RomaPasso deciso, sguardo fiero, uniforme impeccabile nonostante la pioggia. Salvatore Girone e Massimiliano Latorre ieri alle 15 hanno varcato il cancello della Procura Militare di Roma. Con la convocazione da parte del procuratore Marco De Paolis inizia ufficialmente l'esercizio della giurisdizione italiana sui due marò, accusati dalle autorità indiane di aver ucciso due pescatori indiani, scambiandoli per pirati.
Il fascicolo sul caso è stato aperto qualche tempo fa, ma solo ieri si è appreso che i due fucilieri sono chiamati a rispondere di «violata consegna aggravata» e «dispersione di oggetti di armamento militare». L'iscrizione nel registro degli indagati risale a subito dopo la morte dei due indiani. Ma il faldone è rimasto a lungo vuoto, perché l'India si è rifiutata di accettare le richieste di rogatoria internazionale e di consegnare gli atti all'Italia. Non è stato possibile nemmeno acquisire le perizie balistiche compiute in Kerala, secondo le quali i fucili che hanno sparato non erano quelli in dotazione a Latorre e Girone. E c'è poco da stupirsi, se si pensa che addirittura il giudice di quello stato indiano ha vietato la traduzione dei documenti d'indagine, scritti in malayalam, lingua oscura anche alle autorità di Nuova Delhi. Ma ora l'Italia dice basta e fa sapere di essere pronta al braccio di ferro, dopo aver cercato inutilmente di arrivare a soluzioni pacifiche. Fonti di governo puntualizzano infatti che l'incidente sarebbe avvenuto a 20,5 miglia dalla costa, dunque in acque internazionali, che quando il comandante della petroliera «Enrica Lexia» ha accettato l'invito della Guardia Costiera locale a rientrare nelle acque territoriali indiane si trovava a 30 miglia dalla costa e che il capitano del peschereccio «St. Antony» al momento dell'incidente dormiva e ha potuto identificare da quale imbarcazione provenissero i colpi. «Ai nostri marò, poi, non è stata riconosciuta nemmeno l'immunità funzionale - sottolineano dall'esecutivo -. Li hanno trattati come detenuti, nonostante il 18 gennaio la Corte Suprema indiana avesse stabilito che il fatto era avvenuto in acque internazionali quindi il Kerala non era competente a giudicare e il caso doveva passare a un Tribunale Speciale chiamato a decidere sulla giurisdizione. Questo non è avvenuto. Ora chiediamo l'apertura di un arbitrato internazionale».
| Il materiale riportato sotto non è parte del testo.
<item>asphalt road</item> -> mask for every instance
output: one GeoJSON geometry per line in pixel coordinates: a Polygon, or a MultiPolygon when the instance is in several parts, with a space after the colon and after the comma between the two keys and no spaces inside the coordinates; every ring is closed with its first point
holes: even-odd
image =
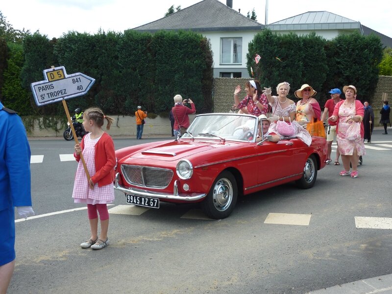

Una cosa è certa: i due marò il 22 marzo non rientreranno in India. Verranno giudicati in Italia. Una scelta che piace poco al premier indiano Manmohan Singh che in una lettera al governatore del Kerala, Oommen Chandy, ha parlato di un'ombra nei rapporti con l'Italia. «Non abbiamo tradito la fiducia delle autorità di Nuova Delhi - risponde il nostro governo - la stessa Corte Suprema indiana nei permessi fatti firmare ai marò per tornare in Italia spiegava che questo avveniva a condizione che in Italia fosse rispettato l'esercizio del potere costituzionale. Questo stiamo facendo: la nostra costituzione garantisce il giusto processo vietando l'estradizione dei cittadini per essere giudicati da un Tribunale, come quello Speciale di Nuova Delhi, non ancora costituito o in paesi dove vige la pena di morte». Intanto ieri Girone è stato sentito per 3 ore dalla Procura militare, che sta valutando di passare gli atti a piazzale Clodio, dove è stato aperto un fascicolo per omicidio volontario.